As bishop of Pittsburgh, Wuerl famously went to battle over a Vatican ruling that would've forced him to keep a thrice-accused priest in ministry, finally winning a rare reversal in 1995. And so, in the opening pages of a first-of-its-kind study exploring how the bishops already had the canonical tools to remove accused clerics at their disposal long before the scandal exploded in 2002, author Nicholas Cafardi dedicates Before Dallas to Wuerl -- who, he writes, "did the right thing the first time."

An Angelicum-trained canonist and former dean of Duquesne Law, Cafardi was a founding member of the US bishops' National Lay Review Board for the protection of children and young people, serving as the body's chair from 2004 to 2006.

Also from the District, a notable eight-column catechesis on the "Keys to the Kingdom: From Peter to Benedict" has been making the rounds courtesy of the capital's Catholic Standard.

* * *

In matters fiscal, The Don -- Benedict's most-prominent US appointee to date -- recently estimated that the Potomac leg of the PopeTrip will light up the ledgers to the tune of "at least" $3 million... plus a reported Uncle Ted-style parting gift.

As for furniture, while Pharaohtown -- still the capital... of Wojtyla Country -- never figured in the visit plans, the PapaChair for the 16 April Vespers with the US bishops at Washington's Basilica of the National Shrine of the Immaculate Conception is the work of a local firm. And at least one PopeThrone is being recycled; the seat the late Great used for a 1995 liturgy at Brooklyn's Aqueduct Racetrack will get an encore at the interreligious encounter at the capital's John Paul II Cultural Center (or, as it's known to veteran readers, "Maida Temple").

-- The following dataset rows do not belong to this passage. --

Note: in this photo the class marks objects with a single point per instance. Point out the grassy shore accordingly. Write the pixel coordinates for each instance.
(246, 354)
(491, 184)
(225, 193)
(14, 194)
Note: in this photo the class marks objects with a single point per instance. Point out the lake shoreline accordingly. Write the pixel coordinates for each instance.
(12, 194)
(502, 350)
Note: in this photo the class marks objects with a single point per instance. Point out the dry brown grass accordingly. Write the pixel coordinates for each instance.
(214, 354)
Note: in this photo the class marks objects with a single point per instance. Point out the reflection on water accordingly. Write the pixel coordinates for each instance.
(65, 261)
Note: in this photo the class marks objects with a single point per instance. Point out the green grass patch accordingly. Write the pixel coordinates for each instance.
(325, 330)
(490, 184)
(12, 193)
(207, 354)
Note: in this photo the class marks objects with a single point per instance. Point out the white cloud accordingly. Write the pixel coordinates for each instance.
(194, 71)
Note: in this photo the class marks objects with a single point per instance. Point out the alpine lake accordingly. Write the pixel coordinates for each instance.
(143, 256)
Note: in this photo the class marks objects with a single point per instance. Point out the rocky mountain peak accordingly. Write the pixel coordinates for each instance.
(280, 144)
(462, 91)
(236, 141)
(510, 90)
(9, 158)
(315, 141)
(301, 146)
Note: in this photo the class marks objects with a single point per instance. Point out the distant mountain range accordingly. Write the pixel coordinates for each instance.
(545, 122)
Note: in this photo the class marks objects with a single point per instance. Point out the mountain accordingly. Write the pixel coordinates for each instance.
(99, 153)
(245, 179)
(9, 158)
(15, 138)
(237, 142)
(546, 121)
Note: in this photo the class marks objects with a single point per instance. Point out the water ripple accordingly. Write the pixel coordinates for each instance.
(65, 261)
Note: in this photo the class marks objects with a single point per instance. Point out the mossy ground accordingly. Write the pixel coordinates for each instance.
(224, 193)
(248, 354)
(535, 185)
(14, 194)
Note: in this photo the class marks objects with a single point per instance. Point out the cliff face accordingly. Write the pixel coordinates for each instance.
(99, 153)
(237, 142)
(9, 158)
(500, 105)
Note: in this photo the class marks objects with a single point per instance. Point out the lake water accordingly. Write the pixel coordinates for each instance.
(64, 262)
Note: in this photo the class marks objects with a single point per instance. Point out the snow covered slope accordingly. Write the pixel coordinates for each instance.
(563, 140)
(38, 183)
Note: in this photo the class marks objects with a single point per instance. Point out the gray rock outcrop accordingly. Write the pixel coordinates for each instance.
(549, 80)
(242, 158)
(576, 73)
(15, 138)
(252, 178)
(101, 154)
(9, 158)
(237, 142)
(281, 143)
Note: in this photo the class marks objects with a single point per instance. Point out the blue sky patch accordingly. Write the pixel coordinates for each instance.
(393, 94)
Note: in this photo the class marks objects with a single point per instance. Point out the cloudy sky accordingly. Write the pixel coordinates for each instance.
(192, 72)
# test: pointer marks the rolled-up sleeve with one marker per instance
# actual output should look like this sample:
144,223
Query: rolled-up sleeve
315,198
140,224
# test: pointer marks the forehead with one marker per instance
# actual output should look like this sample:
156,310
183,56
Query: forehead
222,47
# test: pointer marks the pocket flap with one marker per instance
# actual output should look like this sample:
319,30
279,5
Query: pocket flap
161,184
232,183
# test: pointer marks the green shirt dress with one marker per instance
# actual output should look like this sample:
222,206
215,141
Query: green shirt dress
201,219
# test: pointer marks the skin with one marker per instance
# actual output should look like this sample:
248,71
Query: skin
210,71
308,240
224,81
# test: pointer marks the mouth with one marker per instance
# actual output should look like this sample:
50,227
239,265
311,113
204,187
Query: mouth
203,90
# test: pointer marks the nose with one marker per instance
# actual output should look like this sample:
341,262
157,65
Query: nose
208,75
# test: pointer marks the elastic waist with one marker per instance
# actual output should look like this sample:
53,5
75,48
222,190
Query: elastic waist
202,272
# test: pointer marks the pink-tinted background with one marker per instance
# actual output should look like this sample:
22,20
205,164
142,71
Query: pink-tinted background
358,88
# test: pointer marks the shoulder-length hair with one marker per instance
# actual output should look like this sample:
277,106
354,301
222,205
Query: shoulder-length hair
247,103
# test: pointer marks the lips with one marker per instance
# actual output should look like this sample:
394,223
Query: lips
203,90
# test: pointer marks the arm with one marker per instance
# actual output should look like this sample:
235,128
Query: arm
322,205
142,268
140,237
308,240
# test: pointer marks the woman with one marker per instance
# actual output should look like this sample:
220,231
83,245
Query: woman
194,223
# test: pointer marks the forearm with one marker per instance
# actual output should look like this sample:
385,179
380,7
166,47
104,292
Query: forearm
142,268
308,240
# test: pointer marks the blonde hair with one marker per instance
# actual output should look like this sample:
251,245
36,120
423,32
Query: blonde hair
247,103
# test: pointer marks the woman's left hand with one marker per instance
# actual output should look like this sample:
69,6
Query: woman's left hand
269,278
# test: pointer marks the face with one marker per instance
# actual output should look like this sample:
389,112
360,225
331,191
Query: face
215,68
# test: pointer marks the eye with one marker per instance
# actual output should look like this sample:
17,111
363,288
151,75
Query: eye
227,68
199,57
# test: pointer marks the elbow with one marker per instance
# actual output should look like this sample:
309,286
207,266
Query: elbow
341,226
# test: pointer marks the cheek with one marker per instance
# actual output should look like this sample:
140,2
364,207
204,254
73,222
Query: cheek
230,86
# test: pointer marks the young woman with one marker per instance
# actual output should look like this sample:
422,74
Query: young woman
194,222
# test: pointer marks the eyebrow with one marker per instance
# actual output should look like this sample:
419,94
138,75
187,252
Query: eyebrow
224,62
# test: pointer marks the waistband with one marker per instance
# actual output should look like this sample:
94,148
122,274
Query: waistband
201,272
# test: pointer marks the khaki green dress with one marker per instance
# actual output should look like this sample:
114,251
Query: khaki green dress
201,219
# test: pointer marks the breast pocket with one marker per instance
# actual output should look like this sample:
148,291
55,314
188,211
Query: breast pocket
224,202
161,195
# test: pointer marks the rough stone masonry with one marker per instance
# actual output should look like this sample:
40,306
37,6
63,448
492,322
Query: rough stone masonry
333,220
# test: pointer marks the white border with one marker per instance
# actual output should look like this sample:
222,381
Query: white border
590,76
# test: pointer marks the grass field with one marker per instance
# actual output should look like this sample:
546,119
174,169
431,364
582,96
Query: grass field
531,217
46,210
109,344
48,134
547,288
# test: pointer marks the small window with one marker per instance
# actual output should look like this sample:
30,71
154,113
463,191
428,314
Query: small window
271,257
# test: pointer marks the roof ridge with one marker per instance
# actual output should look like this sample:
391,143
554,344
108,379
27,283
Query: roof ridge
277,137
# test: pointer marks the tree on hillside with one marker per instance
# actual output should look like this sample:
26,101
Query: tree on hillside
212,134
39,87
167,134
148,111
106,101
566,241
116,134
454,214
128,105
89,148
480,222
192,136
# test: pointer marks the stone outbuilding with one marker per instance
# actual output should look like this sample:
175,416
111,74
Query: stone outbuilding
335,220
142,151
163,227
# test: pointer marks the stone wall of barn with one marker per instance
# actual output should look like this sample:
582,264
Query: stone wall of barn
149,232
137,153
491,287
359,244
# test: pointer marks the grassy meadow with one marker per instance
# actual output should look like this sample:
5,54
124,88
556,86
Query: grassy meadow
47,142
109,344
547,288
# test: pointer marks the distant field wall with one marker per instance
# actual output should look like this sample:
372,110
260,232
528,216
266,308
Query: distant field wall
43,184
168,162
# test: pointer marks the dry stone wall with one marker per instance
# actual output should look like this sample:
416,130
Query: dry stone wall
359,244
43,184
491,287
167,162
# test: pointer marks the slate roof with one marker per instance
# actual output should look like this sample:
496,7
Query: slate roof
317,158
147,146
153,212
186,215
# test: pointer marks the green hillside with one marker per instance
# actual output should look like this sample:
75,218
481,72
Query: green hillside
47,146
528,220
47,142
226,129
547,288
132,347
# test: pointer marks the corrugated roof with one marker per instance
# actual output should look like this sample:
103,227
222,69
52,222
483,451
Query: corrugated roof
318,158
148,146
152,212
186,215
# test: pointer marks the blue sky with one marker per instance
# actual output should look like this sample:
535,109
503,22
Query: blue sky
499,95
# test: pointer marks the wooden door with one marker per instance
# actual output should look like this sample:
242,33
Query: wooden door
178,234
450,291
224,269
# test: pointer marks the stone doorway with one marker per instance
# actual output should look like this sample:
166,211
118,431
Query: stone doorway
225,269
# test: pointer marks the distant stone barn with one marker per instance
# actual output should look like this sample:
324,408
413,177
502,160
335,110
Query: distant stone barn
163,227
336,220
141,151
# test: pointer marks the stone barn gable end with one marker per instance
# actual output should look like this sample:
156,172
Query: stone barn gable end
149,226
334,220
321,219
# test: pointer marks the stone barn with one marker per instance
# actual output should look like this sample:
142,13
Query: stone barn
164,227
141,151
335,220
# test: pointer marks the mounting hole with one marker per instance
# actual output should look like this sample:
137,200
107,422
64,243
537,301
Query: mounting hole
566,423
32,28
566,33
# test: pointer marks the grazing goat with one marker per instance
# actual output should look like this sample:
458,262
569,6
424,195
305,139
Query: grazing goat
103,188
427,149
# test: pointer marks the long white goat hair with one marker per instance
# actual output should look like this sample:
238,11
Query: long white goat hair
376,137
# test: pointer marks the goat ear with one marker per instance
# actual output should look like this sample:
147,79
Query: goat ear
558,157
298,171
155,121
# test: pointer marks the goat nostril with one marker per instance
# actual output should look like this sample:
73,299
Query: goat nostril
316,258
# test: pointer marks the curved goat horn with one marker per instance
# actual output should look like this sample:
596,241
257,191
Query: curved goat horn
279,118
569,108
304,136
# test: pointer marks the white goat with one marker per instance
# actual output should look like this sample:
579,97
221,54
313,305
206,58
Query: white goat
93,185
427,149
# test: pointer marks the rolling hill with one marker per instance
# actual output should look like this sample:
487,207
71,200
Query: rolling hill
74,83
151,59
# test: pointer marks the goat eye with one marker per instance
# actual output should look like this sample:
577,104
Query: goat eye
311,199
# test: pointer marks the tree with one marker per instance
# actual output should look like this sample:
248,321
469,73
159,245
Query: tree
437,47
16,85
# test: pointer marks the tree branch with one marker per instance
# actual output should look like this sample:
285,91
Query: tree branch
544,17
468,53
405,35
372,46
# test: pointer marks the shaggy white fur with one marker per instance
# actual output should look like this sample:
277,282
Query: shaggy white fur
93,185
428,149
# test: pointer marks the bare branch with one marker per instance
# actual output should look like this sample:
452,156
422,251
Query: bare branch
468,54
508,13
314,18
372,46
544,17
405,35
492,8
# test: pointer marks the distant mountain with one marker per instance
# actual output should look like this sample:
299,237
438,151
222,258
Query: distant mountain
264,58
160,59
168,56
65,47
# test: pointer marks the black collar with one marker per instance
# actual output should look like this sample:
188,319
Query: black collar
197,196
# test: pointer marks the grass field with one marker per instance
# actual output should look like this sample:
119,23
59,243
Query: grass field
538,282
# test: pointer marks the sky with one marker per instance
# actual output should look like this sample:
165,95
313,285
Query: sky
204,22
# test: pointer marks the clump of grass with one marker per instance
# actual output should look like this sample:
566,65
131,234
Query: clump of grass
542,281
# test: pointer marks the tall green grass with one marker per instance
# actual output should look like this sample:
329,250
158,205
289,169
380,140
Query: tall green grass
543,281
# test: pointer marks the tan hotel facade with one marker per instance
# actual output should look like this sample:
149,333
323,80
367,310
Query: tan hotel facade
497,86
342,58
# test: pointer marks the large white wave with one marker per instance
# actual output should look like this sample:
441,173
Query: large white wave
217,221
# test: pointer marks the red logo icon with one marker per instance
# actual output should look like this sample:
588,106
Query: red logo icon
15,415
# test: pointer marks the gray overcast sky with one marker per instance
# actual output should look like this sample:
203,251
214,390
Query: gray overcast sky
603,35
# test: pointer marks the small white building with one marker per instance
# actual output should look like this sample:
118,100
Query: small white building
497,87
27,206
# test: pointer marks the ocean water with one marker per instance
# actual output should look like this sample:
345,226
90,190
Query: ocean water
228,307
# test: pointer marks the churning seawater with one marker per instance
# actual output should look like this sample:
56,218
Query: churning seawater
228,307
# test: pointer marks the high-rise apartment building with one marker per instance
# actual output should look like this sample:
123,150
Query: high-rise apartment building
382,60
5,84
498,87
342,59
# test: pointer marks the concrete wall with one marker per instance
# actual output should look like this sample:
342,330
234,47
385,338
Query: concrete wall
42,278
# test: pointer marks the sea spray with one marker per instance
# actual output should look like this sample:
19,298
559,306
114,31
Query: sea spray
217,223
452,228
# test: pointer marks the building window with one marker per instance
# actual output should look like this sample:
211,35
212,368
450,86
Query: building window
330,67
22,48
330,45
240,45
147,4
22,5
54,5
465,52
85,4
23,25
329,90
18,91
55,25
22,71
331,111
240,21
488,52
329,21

Both chairs will be X-rayed by the Secret Service before taking their places in the limelight.

From the vesture desk, correcting an earlier notice, liturgical vestments are being produced on these shores for the Pope's use on the trip, with the garb's preliminary designs said to have met the muster of the pontiff's (invariably cassock-clad) MC, Msgr Guido "Ecco!" Marini.

The Star isn't even wheels-down yet, but the trek claimed its first "casualty" over the Triduum when its lead Stateside organizer -- the papal nuncio Archbishop Pietro Sambi -- canceled out of both Good Friday and Holy Saturday at the DC Shrine, citing illness and said to be looking "run down." Particularly given Sambi's role as communicator-in-chief of the visit and its purposes thanks to an unprecedeted gauntlet of major interviews -- as effective and provocative as they've been high-profile -- here's hoping Big Boss has a tank of soup, whatever else he needs; keep him, his mission, and his quick and complete bounce-back especially in your prayers.

And lastly, you know the business is hard-up for talent when your narrator gets called on to do a quarter-hour block of Easter morn major-market TV. (Per usual, just the work our betters declined.)

Apologies for the notice, but it gives me another chance to say thanks to all of you for reading, all your kindness, support, encouragement and, in the most literal sense, thanks for the shirt on my back. Gammarelli it ain't -- no ontologically-deficient bargain rack there... but what matters is that it fits... and it gets the job done... just like these pages. I hope.

Pray for me, church, and get ready... it's gonna be one doozy of a month.